Asked what he thought the Republican sweep would mean in the next state legislative session, Benion quipped, “It means a lot fewer vetoes.”

Tschida, too, cited that as one of the most significant aspects of the election wins. Having a Republican governor for the first time in 16 years, will undoubtedly more easily advance Republican policies. Even though Republicans have controlled both houses for the past couple of sessions, a lot of their measures were vetoed by Democrat Governor Steve Bullock and before him, by Democrat Governor Brian Schweitzer, who gained some notoriety for the number of his vetoes.

Going into the 2021 session, the Republican majority in the House will be sufficient to override a governor’s veto or to pass measures that require a two-thirds majority without winning Democratic votes.

With Republican Greg Gianforte winning the governorship, Republicans also picked up nine legislative seats in the Montana House and one in the Montana Senate — enough to expand their majorities to 67 of 100 House seats and 31 of 50 Senate seats. Cascade County Republicans made a total sweep of their legislature districts. Democrats didn’t win a single Republican-held legislative seat.

Tschida was not too certain what the priorities for the Republicans will be. There are a lot of things that need to be addressed and he quickly recited a long list starting with First and Second Amendment rights, water rights and protecting “the most vulnerable.”

Tschida wants to demonstrate that the Republicans do not just stand opposed to expanding government, “but that we want smart government.”

The rules and details of how the legislative session will be run and their leadership will be ironed out in caucuses of both parties on November 18 and 19 in Helena.

“We are going to see some good legislation that will save money and benefit Montanans….we will get business-friendly legislation passed, reduce the size of bureaucracies and the regulatory impact on businesses….We will have a legislative and executive branch that will create a positive environment to serve the needs of the population and not government.”

Property taxes will undoubtedly be a big issue, given that the rapid rise in home values is pushing a lot of people out of their homes.
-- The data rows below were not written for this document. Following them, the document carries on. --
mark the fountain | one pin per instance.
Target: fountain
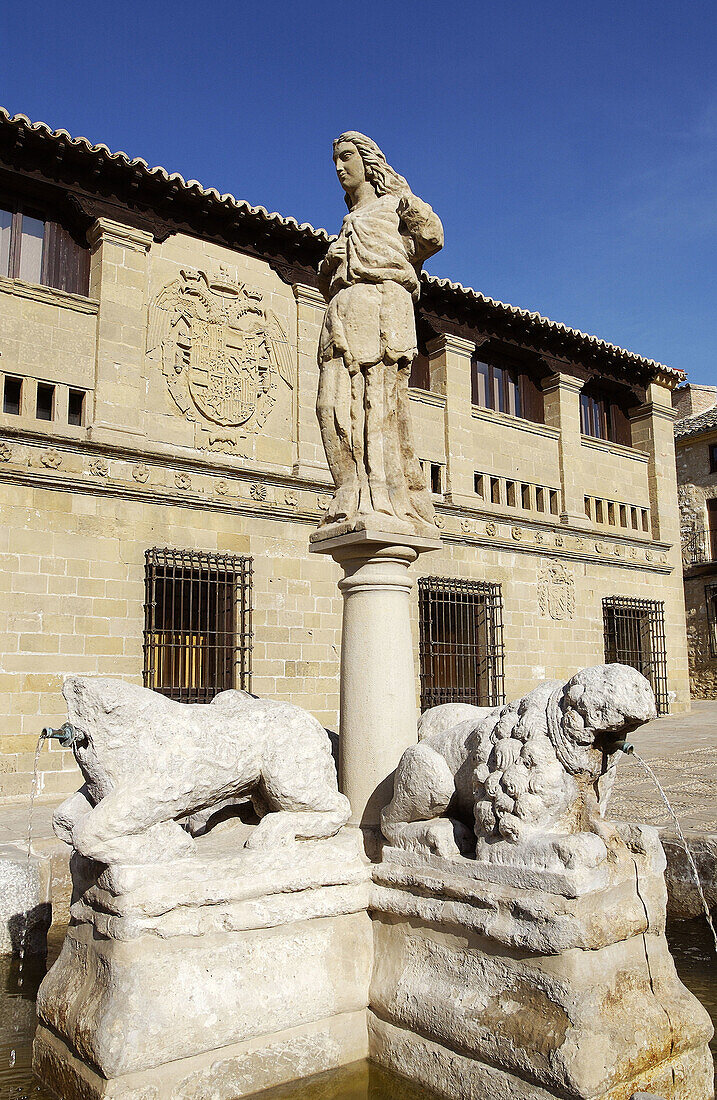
(462, 913)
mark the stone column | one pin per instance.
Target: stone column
(562, 411)
(309, 459)
(119, 271)
(451, 374)
(378, 705)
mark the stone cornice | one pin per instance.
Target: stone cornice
(48, 295)
(79, 470)
(308, 295)
(448, 342)
(618, 449)
(514, 421)
(653, 410)
(561, 381)
(113, 232)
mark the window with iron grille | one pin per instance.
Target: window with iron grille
(635, 635)
(197, 624)
(461, 641)
(710, 600)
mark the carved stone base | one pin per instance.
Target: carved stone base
(224, 1074)
(220, 966)
(487, 989)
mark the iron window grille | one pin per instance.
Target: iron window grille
(635, 635)
(461, 641)
(710, 600)
(197, 624)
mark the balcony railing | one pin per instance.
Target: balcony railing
(699, 548)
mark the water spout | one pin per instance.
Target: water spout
(646, 767)
(66, 735)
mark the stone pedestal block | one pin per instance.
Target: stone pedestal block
(378, 706)
(487, 989)
(228, 972)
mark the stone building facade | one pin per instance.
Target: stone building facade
(696, 458)
(161, 464)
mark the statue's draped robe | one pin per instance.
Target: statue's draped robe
(370, 277)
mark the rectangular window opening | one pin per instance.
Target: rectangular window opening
(76, 407)
(461, 642)
(713, 447)
(45, 404)
(635, 635)
(12, 396)
(197, 624)
(710, 598)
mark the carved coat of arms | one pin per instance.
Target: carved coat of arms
(220, 349)
(556, 591)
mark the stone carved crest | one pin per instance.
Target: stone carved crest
(220, 349)
(556, 591)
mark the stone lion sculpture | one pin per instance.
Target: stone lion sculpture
(533, 773)
(147, 761)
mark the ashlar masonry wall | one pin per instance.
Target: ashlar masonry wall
(154, 465)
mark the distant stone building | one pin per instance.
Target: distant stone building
(696, 457)
(161, 464)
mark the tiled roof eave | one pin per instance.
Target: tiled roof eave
(550, 333)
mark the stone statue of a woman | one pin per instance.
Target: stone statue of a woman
(371, 278)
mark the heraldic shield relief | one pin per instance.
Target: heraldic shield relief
(220, 350)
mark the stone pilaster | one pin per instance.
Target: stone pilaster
(119, 271)
(561, 404)
(653, 432)
(450, 358)
(309, 459)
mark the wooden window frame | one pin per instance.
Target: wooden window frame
(65, 261)
(600, 417)
(712, 450)
(710, 602)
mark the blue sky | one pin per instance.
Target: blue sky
(570, 147)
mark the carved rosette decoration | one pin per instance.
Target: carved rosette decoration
(220, 349)
(556, 591)
(100, 468)
(52, 459)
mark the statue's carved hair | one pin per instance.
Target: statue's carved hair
(379, 174)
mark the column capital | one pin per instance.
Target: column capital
(308, 295)
(107, 231)
(448, 342)
(560, 381)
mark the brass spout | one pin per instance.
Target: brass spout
(66, 735)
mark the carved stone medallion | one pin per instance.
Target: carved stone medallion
(220, 349)
(556, 591)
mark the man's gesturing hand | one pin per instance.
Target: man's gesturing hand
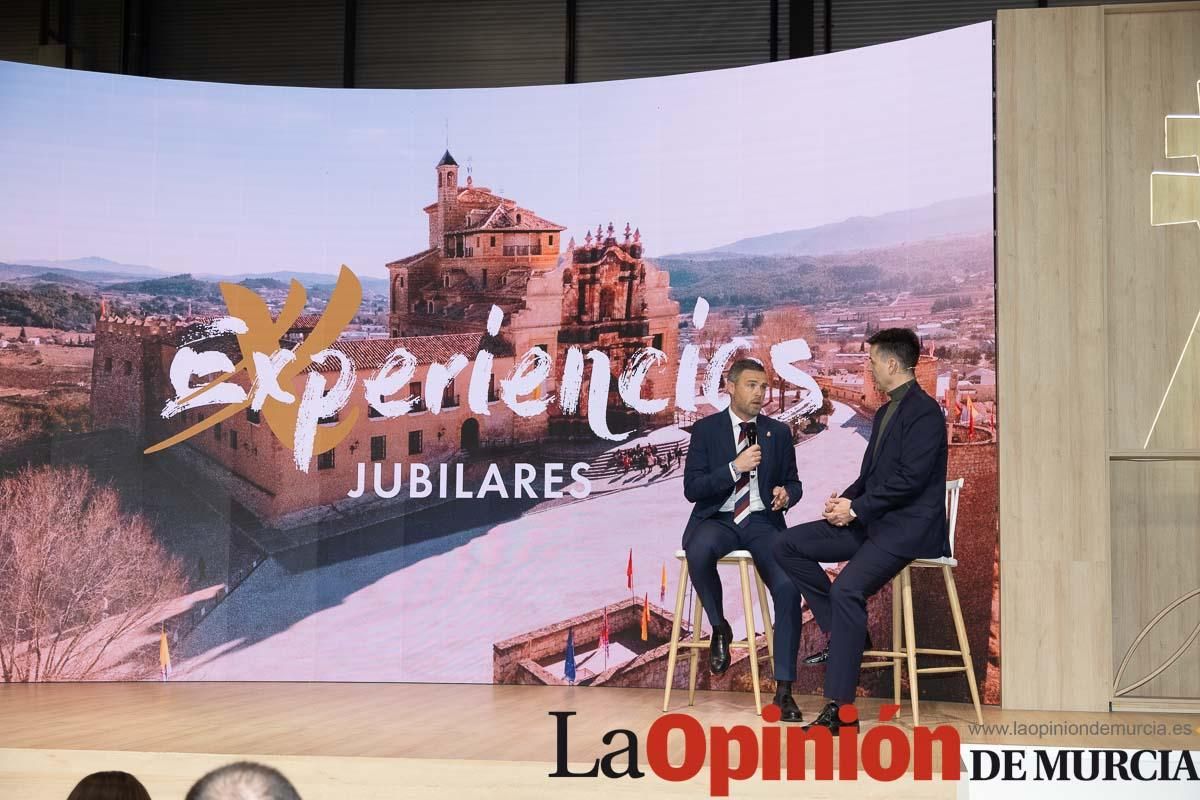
(780, 499)
(748, 458)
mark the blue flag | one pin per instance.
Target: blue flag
(569, 668)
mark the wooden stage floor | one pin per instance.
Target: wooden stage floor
(424, 740)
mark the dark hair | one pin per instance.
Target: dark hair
(741, 366)
(233, 781)
(900, 343)
(109, 786)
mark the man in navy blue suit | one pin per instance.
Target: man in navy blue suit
(741, 475)
(893, 513)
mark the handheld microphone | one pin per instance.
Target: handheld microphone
(751, 440)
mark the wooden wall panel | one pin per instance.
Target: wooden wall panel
(1095, 308)
(1152, 66)
(1051, 334)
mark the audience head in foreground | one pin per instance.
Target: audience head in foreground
(109, 786)
(243, 781)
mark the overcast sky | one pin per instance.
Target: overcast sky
(216, 178)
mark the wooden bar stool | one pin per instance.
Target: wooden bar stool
(745, 565)
(904, 647)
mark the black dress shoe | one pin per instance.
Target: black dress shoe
(817, 657)
(719, 648)
(789, 711)
(829, 719)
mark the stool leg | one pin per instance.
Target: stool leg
(765, 607)
(751, 639)
(897, 601)
(910, 636)
(695, 651)
(673, 651)
(952, 591)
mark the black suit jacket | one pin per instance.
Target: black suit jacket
(707, 481)
(900, 493)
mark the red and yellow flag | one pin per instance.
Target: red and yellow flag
(163, 654)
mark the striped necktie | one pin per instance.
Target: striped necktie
(742, 488)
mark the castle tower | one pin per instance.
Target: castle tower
(125, 371)
(448, 194)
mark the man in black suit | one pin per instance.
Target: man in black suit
(893, 513)
(741, 492)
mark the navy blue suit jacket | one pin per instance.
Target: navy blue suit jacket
(708, 482)
(900, 494)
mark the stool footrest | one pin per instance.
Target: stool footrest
(886, 654)
(703, 644)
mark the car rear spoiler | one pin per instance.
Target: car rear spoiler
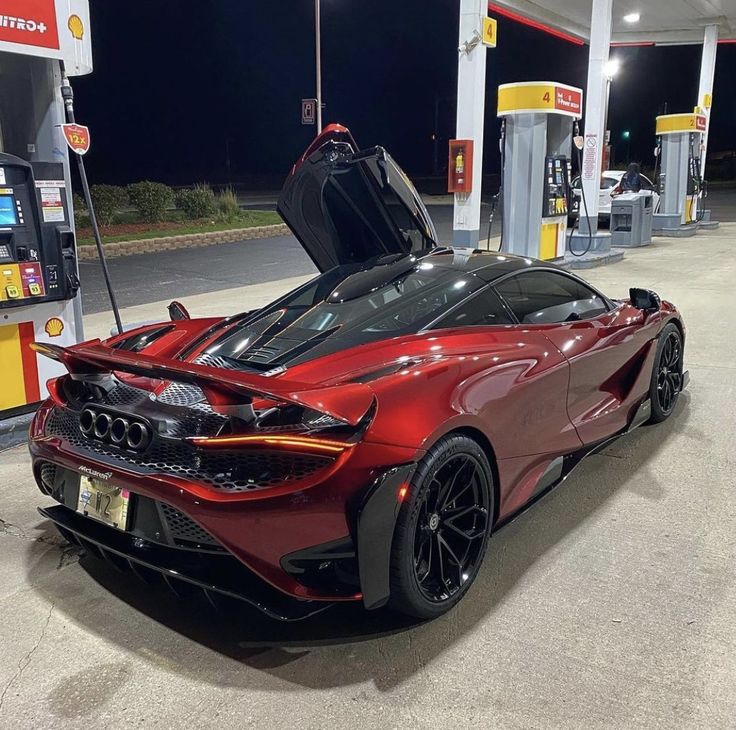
(223, 389)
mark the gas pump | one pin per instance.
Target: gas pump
(537, 165)
(39, 284)
(681, 188)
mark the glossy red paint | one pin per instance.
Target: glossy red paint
(530, 393)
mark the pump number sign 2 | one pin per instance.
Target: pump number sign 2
(77, 137)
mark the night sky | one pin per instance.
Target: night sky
(178, 85)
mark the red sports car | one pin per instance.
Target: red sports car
(360, 438)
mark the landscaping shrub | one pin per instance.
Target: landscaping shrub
(151, 200)
(197, 202)
(108, 200)
(81, 219)
(228, 209)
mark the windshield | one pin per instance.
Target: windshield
(310, 319)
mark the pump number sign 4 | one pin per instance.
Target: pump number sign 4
(77, 137)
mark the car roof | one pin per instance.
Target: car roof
(487, 265)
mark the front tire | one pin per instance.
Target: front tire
(443, 528)
(666, 383)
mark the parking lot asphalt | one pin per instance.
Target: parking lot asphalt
(610, 604)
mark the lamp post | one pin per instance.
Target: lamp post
(318, 50)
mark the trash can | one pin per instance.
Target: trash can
(631, 221)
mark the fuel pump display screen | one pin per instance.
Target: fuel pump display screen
(8, 214)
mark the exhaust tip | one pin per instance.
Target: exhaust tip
(87, 421)
(119, 431)
(103, 423)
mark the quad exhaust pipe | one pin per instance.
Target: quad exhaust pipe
(127, 434)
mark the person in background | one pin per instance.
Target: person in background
(631, 181)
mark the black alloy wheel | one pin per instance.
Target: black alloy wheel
(443, 529)
(667, 375)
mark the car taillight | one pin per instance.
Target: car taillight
(302, 444)
(55, 386)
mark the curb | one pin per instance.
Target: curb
(14, 431)
(194, 240)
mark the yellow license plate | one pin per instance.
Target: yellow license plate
(104, 502)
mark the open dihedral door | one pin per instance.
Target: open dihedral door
(347, 206)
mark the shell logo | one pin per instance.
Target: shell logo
(76, 27)
(54, 327)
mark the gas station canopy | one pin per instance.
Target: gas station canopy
(661, 22)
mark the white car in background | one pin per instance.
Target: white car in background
(610, 180)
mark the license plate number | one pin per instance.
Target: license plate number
(104, 502)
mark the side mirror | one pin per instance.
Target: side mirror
(178, 311)
(645, 299)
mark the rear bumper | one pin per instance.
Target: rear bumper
(326, 543)
(213, 574)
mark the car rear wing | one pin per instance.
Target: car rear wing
(223, 389)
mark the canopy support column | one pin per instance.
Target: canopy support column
(705, 88)
(471, 100)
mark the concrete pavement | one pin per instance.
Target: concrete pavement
(610, 604)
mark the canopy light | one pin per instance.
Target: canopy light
(611, 67)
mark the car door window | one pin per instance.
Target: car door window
(484, 308)
(544, 297)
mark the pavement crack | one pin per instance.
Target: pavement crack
(26, 658)
(8, 528)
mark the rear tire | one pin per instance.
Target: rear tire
(443, 528)
(666, 383)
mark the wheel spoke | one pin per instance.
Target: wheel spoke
(440, 562)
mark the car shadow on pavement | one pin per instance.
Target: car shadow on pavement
(344, 645)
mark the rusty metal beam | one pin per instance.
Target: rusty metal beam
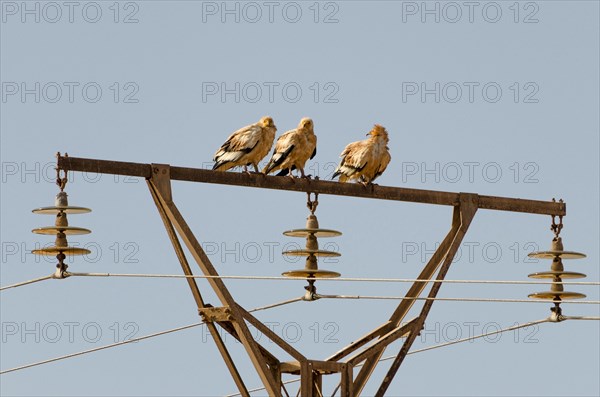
(384, 341)
(382, 329)
(237, 378)
(468, 208)
(273, 386)
(271, 335)
(304, 185)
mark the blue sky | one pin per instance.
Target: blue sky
(497, 98)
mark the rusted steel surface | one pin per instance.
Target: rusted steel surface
(310, 185)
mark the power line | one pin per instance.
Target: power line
(100, 348)
(513, 328)
(66, 356)
(452, 299)
(351, 279)
(35, 280)
(392, 280)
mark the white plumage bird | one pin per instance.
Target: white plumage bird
(246, 146)
(293, 149)
(365, 160)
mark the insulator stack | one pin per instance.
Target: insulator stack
(61, 229)
(312, 252)
(557, 273)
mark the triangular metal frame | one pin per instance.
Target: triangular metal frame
(233, 318)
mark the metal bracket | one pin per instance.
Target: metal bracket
(161, 177)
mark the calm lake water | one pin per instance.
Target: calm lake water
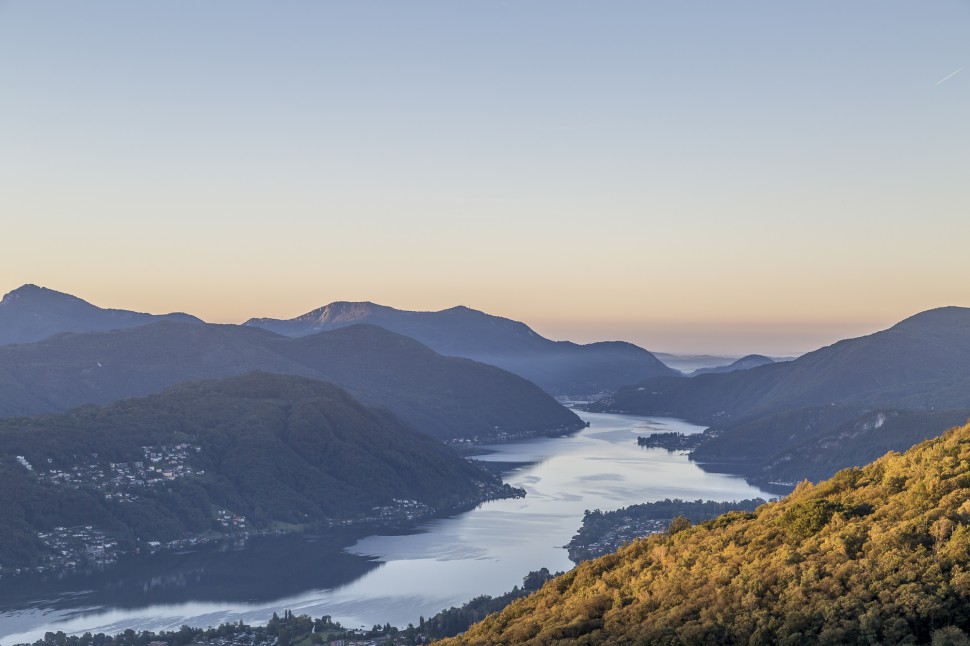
(367, 580)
An obvious issue will be what Tschida called “over-reach by the outgoing administration regarding masking people up and shutting business down. If you look at what they did — not a single state, county or city job was deemed as non-essential.  Every one of them kept their jobs. The entire impact of COVID was born by the private sector. It caused businesses to shut down forever. “

The government failed to look at the broader impact of its actions in shutting down the economy and imposing other restrictions, according to Tschida. “By their actions they promoted more domestic violence, child abuse, an increase in the amount of drug and alcohol abuse… they didn’t look at the myriad of impacts that those decisions had on people.”